Catherine a élevé ses six enfants en breton, langue de la famille mais pas du couple. L’école se fait à la maison jusqu’au CM2 pour chacun. Les enfants des autres familles sont allés à Diwan Baud, ou à Brech en classe bilingue. Pratiquement tous et toutes ont poursuivi leur scolarité aux collège Diwan de Brest, Quimper, Ploemeur, Vannes… puis au lycée Diwan de Carhaix où ils et elles ont fait la connaissance d’autres ami.e.s bretonnant.e.s.
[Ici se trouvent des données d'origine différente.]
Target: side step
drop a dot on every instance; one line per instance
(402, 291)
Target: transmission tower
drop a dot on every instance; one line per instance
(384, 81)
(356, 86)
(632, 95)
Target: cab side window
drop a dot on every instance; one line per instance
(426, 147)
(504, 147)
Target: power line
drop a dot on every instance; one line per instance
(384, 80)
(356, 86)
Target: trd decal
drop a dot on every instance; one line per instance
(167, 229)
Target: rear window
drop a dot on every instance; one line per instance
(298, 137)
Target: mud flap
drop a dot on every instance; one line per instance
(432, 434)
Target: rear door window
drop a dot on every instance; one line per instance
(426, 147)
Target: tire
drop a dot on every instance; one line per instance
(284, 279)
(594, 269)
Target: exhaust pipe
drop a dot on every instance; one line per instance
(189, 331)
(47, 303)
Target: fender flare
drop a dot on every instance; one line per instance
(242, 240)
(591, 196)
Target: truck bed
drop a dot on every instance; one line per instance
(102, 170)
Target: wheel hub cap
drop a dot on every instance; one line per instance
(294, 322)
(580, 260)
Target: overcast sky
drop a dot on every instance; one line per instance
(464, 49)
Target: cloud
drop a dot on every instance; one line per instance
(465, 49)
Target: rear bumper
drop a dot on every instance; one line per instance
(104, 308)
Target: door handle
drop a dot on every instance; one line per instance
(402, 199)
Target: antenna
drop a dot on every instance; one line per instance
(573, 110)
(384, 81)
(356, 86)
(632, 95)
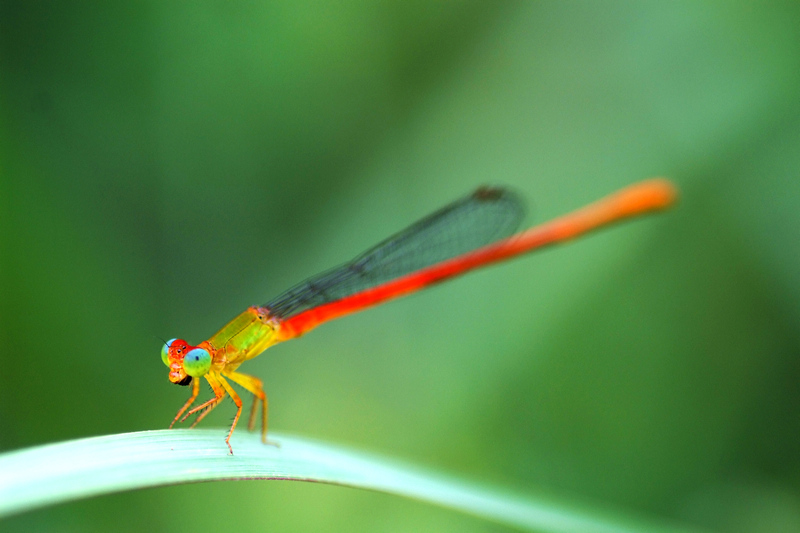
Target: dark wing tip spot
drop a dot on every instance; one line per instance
(488, 193)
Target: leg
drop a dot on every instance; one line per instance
(219, 394)
(238, 402)
(254, 386)
(192, 398)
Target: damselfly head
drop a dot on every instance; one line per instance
(172, 354)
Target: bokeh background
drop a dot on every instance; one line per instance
(164, 165)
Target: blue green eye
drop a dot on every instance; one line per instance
(165, 351)
(197, 362)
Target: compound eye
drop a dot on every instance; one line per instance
(165, 351)
(197, 362)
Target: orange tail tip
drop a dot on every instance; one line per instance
(652, 194)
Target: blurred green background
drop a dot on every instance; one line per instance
(163, 165)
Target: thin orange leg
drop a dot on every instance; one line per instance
(256, 387)
(238, 402)
(192, 398)
(219, 394)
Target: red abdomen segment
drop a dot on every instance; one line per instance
(637, 199)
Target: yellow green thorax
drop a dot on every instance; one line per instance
(243, 338)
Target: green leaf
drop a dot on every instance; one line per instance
(76, 469)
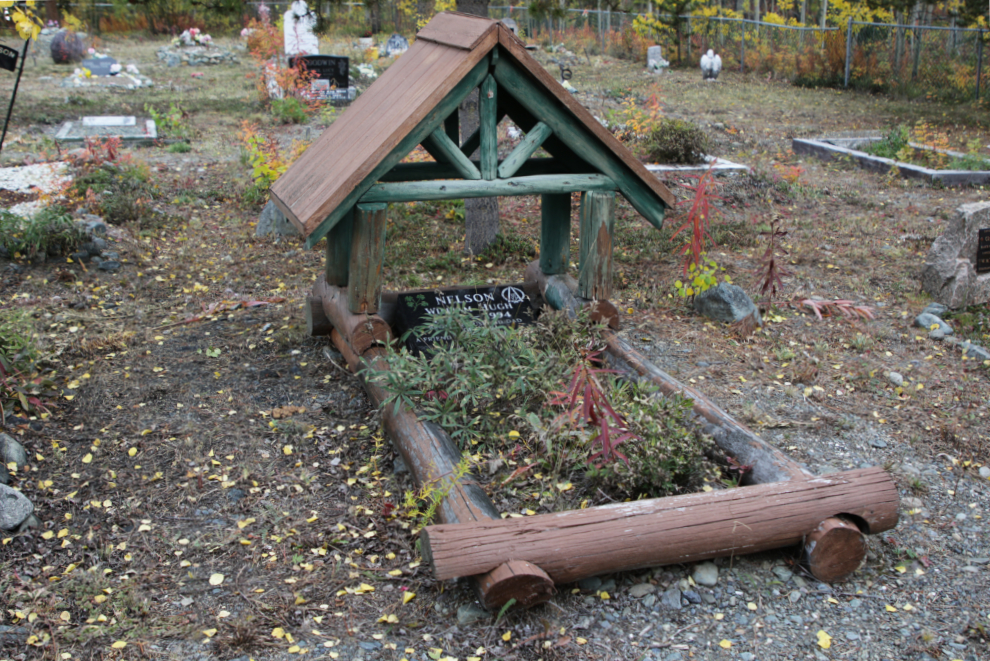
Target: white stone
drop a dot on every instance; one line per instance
(949, 274)
(298, 25)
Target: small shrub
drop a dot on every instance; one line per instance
(676, 141)
(50, 232)
(288, 111)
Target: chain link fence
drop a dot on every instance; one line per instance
(945, 63)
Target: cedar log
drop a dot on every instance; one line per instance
(431, 456)
(835, 549)
(559, 292)
(362, 331)
(577, 544)
(768, 463)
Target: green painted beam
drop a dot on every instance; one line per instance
(452, 126)
(488, 126)
(425, 171)
(549, 110)
(445, 150)
(429, 123)
(534, 138)
(339, 251)
(456, 189)
(555, 233)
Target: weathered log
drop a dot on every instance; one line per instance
(835, 549)
(768, 463)
(559, 292)
(317, 322)
(432, 458)
(362, 331)
(577, 544)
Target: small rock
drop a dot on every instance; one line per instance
(15, 508)
(470, 613)
(640, 590)
(705, 573)
(590, 584)
(726, 303)
(671, 599)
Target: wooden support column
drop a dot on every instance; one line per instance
(364, 287)
(339, 251)
(597, 226)
(488, 126)
(555, 233)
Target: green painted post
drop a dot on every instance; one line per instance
(339, 251)
(487, 111)
(555, 233)
(597, 226)
(364, 290)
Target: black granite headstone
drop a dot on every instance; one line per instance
(8, 58)
(983, 251)
(506, 305)
(99, 66)
(326, 67)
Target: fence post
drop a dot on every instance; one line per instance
(848, 49)
(742, 51)
(979, 62)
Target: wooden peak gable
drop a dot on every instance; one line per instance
(415, 101)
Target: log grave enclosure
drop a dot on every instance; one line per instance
(340, 189)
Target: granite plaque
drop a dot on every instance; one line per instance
(326, 67)
(983, 251)
(506, 305)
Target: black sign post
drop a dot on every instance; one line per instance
(17, 83)
(983, 251)
(505, 305)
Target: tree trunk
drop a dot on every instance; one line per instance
(481, 213)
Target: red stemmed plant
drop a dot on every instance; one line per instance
(586, 400)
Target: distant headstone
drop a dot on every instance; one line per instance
(511, 24)
(100, 66)
(8, 58)
(957, 268)
(331, 68)
(654, 60)
(67, 47)
(396, 45)
(299, 23)
(506, 305)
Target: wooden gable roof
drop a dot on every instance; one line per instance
(451, 56)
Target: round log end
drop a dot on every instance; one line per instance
(835, 550)
(517, 579)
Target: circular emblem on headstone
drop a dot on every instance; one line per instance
(513, 295)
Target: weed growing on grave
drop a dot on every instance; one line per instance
(50, 232)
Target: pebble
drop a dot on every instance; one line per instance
(671, 599)
(641, 590)
(705, 573)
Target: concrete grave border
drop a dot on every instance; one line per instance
(829, 149)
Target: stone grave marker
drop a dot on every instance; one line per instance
(298, 26)
(131, 130)
(507, 305)
(100, 66)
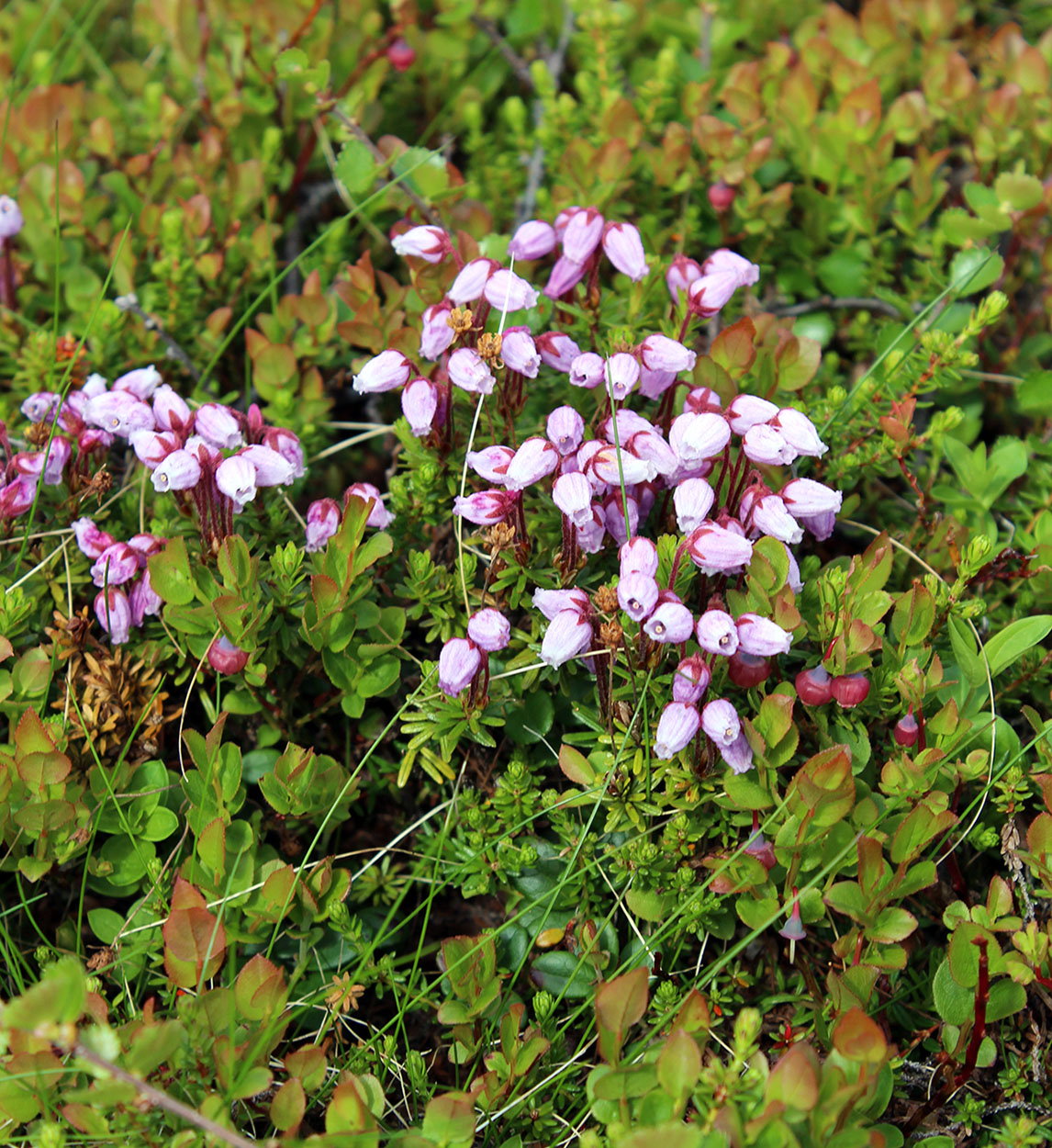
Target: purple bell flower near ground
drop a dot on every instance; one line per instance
(469, 372)
(489, 629)
(379, 517)
(508, 292)
(386, 371)
(565, 275)
(218, 426)
(568, 635)
(658, 353)
(419, 404)
(519, 353)
(623, 375)
(427, 242)
(582, 234)
(458, 664)
(805, 497)
(533, 460)
(322, 522)
(235, 478)
(588, 370)
(762, 637)
(690, 679)
(573, 495)
(116, 565)
(676, 729)
(716, 633)
(693, 500)
(556, 350)
(435, 331)
(671, 623)
(565, 430)
(721, 722)
(114, 612)
(532, 240)
(637, 595)
(90, 538)
(141, 382)
(717, 550)
(623, 248)
(177, 471)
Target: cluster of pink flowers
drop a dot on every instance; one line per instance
(125, 596)
(702, 473)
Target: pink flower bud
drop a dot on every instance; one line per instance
(419, 404)
(322, 522)
(747, 670)
(471, 281)
(716, 633)
(235, 478)
(814, 687)
(400, 56)
(428, 243)
(565, 430)
(143, 600)
(116, 565)
(849, 690)
(799, 432)
(486, 508)
(623, 375)
(721, 197)
(637, 595)
(670, 623)
(588, 370)
(519, 353)
(556, 350)
(141, 382)
(435, 331)
(170, 410)
(509, 292)
(808, 499)
(533, 460)
(721, 722)
(698, 437)
(177, 471)
(114, 612)
(552, 602)
(490, 630)
(658, 353)
(379, 517)
(225, 658)
(676, 729)
(906, 730)
(690, 679)
(638, 557)
(491, 463)
(118, 412)
(582, 235)
(568, 635)
(565, 276)
(762, 637)
(623, 247)
(573, 495)
(532, 240)
(469, 372)
(90, 538)
(693, 500)
(287, 445)
(386, 371)
(10, 219)
(717, 550)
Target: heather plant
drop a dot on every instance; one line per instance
(552, 647)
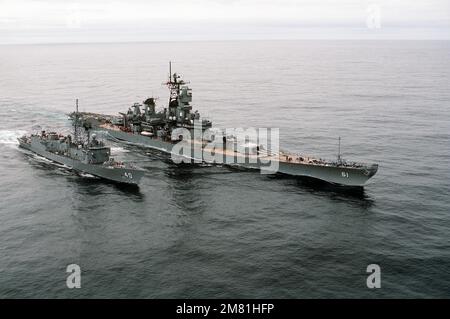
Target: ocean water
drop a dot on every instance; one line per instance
(205, 231)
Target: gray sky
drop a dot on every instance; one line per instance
(50, 21)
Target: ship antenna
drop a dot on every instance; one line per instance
(339, 150)
(76, 122)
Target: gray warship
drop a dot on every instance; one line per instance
(142, 125)
(90, 156)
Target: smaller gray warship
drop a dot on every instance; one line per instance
(90, 156)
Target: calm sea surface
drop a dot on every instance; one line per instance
(201, 231)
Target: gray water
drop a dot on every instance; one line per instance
(202, 231)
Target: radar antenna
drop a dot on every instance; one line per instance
(339, 151)
(75, 133)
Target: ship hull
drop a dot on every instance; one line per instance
(116, 174)
(346, 176)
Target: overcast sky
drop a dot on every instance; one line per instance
(50, 21)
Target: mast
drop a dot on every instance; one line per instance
(339, 150)
(75, 135)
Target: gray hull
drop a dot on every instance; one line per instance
(116, 174)
(347, 176)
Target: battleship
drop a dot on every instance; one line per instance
(90, 156)
(142, 125)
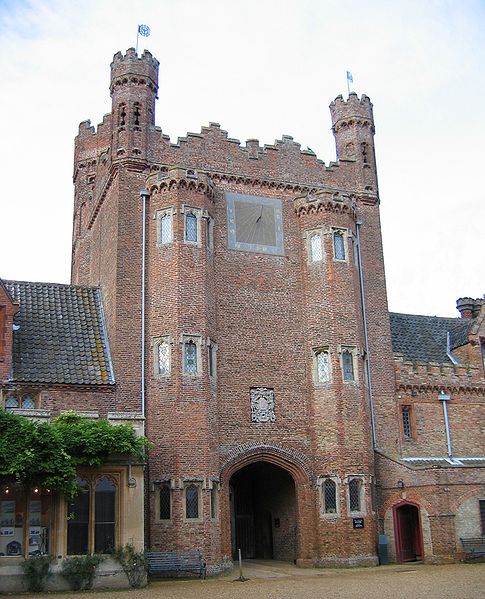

Quel breton parlaient-ils ? Le breton de Brandivy parlé par les anciens de Brandiwi ? Ou le breton « Diwan » pour être comme les autres jeunes de leur âge ? « C’était selon les personnes, le lieu, ceux à qui ils s’adressaient », répond Catherine. « Le but d’une langue, c’est de parler, d’être employée. Ce serait important d’avoir plus d’adultes qui apprennent la langue, même si le principal reste la transmission familiale ».

 

Les débuts sur scène en 1995

 

Catherine apprend à chanter sur les scènes de fest-noz de 1995 à 2004 avec les « mamans Diwan » dans le groupe Loeroù ruz, chanteuses réputées qui ont enregistré deux disques. Elle chante aussi avec Les Triorezed, « son » groupe, depuis vingt ans, avec ses filles, ses copines, les filles de ses copines. En 2020, Françoise, avec le groupe Lies, a gagné le concours de la meilleure chanson pour la Redadeg. Les pères chantent aussi : Joël, dans les Dastumerion autrefois, et Patrick, avec les Mat’lots errants. Annie chante avec les Kanerien Pleuigner, comme l’avait fait Henri.

Catherine apprend l’accordéon aux Assemblées gallèses. Yann Dour, son professeur, se produit dans de nombreux concerts avec les enfants des trois familles de Brandivy : c’est le début des Diaoulezed. Ils vont enregistrer quatre CD et participer à la création de deux spectacles, Kenavo et Beaj Iffig.

 

Derrière le micro à Radio Pays de Vannes

 

Autre découverte, Catherine commence à travailler à la radio de Pontivy en 2006 quand elle remplace Loeiz Konan. Elle aide ensuite Andréa quelques temps, avant d’être embauchée de façon définitive au départ en retraite de Loeiz. La plus difficile émission de radio de sa vie… a été la première, quand Andréa, qui devait l’initier aux subtilités techniques du métier, est restée coincée derrière la porte, dont Catherine ignorait le fonctionnement. Elle a donc animé seule, en direct, sa première émission.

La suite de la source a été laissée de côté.